Seriously WTF is up with superglue? I can't seem to own a bottle for longer than 3 weeks before the whole thing glues itself together! Turn the lid and the whole nozzle comes off! Its only a ploy to get me to buy more! In my whole life I have never been able use a complete bottle before the whole thing is fucked. I know there are more important thing to rant about (Libya, Robert Mugabe or the new Austrian Pervert who likes to keep it in the family) but this just pisses me off!
I suppose its just another case of a crap design to make sure customers keep buying it over and over again even though there is plenty more in the bottle, I just can't get the fucker out! I reckon (probably incorrectly) that I have probably bought 20 litres of superglue in the last 20 years and only managed to use 200ml. Is it too much too ask that someone comes up with a bottle that doesn't get fucked up after 10 uses?
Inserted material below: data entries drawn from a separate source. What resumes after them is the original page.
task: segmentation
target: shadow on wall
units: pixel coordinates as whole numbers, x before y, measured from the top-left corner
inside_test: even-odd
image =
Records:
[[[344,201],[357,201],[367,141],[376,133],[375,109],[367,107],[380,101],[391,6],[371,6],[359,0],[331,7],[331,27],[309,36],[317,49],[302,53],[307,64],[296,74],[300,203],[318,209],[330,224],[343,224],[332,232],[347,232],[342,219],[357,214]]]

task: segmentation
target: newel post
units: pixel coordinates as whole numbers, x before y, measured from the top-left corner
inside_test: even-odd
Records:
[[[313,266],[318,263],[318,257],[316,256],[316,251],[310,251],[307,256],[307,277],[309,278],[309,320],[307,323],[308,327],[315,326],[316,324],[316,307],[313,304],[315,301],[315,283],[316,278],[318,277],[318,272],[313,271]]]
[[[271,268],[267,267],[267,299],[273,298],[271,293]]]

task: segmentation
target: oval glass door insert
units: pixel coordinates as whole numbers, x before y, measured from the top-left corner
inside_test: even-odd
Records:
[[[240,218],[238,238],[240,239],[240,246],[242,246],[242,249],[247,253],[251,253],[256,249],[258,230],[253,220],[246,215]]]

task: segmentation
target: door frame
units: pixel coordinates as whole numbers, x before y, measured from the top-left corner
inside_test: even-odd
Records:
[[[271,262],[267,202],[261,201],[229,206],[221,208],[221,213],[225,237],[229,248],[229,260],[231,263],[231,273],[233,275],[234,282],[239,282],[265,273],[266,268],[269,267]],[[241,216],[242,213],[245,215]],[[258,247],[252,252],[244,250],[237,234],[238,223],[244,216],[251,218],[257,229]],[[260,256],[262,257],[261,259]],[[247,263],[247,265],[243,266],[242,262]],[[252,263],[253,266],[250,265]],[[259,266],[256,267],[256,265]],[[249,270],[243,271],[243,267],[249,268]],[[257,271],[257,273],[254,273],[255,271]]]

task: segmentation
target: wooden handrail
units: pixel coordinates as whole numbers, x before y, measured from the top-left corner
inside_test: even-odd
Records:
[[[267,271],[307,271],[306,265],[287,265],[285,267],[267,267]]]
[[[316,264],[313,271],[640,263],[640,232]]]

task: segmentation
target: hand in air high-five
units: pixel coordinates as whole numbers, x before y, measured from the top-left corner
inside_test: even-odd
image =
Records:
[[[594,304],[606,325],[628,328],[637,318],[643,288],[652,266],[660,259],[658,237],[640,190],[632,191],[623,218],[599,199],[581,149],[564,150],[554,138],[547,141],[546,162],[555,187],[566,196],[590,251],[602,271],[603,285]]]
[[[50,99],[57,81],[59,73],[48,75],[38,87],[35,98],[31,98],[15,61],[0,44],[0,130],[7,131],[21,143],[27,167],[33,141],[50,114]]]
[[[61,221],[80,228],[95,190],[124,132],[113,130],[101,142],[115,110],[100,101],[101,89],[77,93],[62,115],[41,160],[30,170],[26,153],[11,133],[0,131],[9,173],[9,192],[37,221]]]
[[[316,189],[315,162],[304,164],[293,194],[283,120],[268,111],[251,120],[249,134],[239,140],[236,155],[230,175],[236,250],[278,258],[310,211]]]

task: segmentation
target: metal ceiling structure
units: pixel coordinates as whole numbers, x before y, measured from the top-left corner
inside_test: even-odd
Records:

I'm probably pissing in the wind here but if everyone in the world stood up and said no to these bottles, something would be done.
I have decided to rank my peevs in order of annoyingness as I blog so here they go:
1) Banks and bankers (greedy ones of course).
2) Superglue bottle manufacturers (I just can't blame superglue).
At the moment my list is a top two, but I am an extremely intolerant person so that list will engorge itself soon, oh yes it will!